Special LaTex characters causing errors in renderization

Question

Special LaTex characters causing errors in renderization

iramosgutierrez opened this issue 8 months ago · comments

Characters such as "&" or "#" causing errors when rendering with LaTex (e.g. in collection numbers or species authors).
Can be corrected by replacing them wih "\&" or "\#".
(edited)

Francisco Rodriguez-Sanchez · Answer 1 · Fri Nov 24 2023 16:47:00 GMT+0800 (China Standard Time)

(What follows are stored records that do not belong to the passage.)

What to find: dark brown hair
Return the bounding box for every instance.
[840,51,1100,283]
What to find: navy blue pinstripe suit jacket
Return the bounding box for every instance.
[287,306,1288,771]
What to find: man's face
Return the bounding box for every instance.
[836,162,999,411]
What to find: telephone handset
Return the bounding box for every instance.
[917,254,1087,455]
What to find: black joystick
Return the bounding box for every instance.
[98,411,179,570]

What do you mean by replacing with "&" or "#"? I think we'd need to use \&, no? What do you think is best solution to implement, as easy as possible for the user? Maybe adding \ to all those characters automatically before rendering? e.g. using gsub()

Reproducible example:

library(labeleR)

data("label.table")
label.table[1,1] <- paste(label.table[1,1], "&", label.table[1,1], "#")

create_collection_label(
  data = label.table,
  path = "labeleR_output",
  qr = "QR_code",
  field1.column = "field1",
  field2.column = "field2",
  field3.column = "field3",
  field4.column = "field6",
  field5.column = "field7"
)
#> The specified folder does not exist. Creating folder
#> No file name provided
#> processing file: collection_label.Rmd
#> output file: collection_label.knit.md
#> /usr/lib/rstudio/resources/app/bin/quarto/bin/tools/pandoc +RTS -K512m -RTS collection_label.knit.md --to latex --from markdown+autolink_bare_uris+tex_math_single_backslash --output /tmp/RtmpwdcglO/reprex-bce6751bb030-cushy-kitty/labeleR_output/Collection_label.tex --lua-filter /home/frs/R/x86_64-pc-linux-gnu-library/4.0/rmarkdown/rmarkdown/lua/pagebreak.lua --lua-filter /home/frs/R/x86_64-pc-linux-gnu-library/4.0/rmarkdown/rmarkdown/lua/latex-div.lua --embed-resources --standalone --highlight-style tango --pdf-engine pdflatex --variable graphics --include-in-header /tmp/Rtmp5mTV0r/rmarkdown-strc1115d5268d4.html
#> ! Misplaced alignment tab character &.
#> <argument>  Bombus terrestris subsp. glumbumble &
#>                                                   Bombus terrestris subsp. g...
#> l.85 ...& Bombus terrestris subsp. glumbumble # }}
#>                                                    \\
#> Error: LaTeX failed to compile /tmp/RtmpwdcglO/reprex-bce6751bb030-cushy-kitty/labeleR_output/Collection_label.tex. See https://yihui.org/tinytex/r/#debugging for debugging tips. See Collection_label.log for more info.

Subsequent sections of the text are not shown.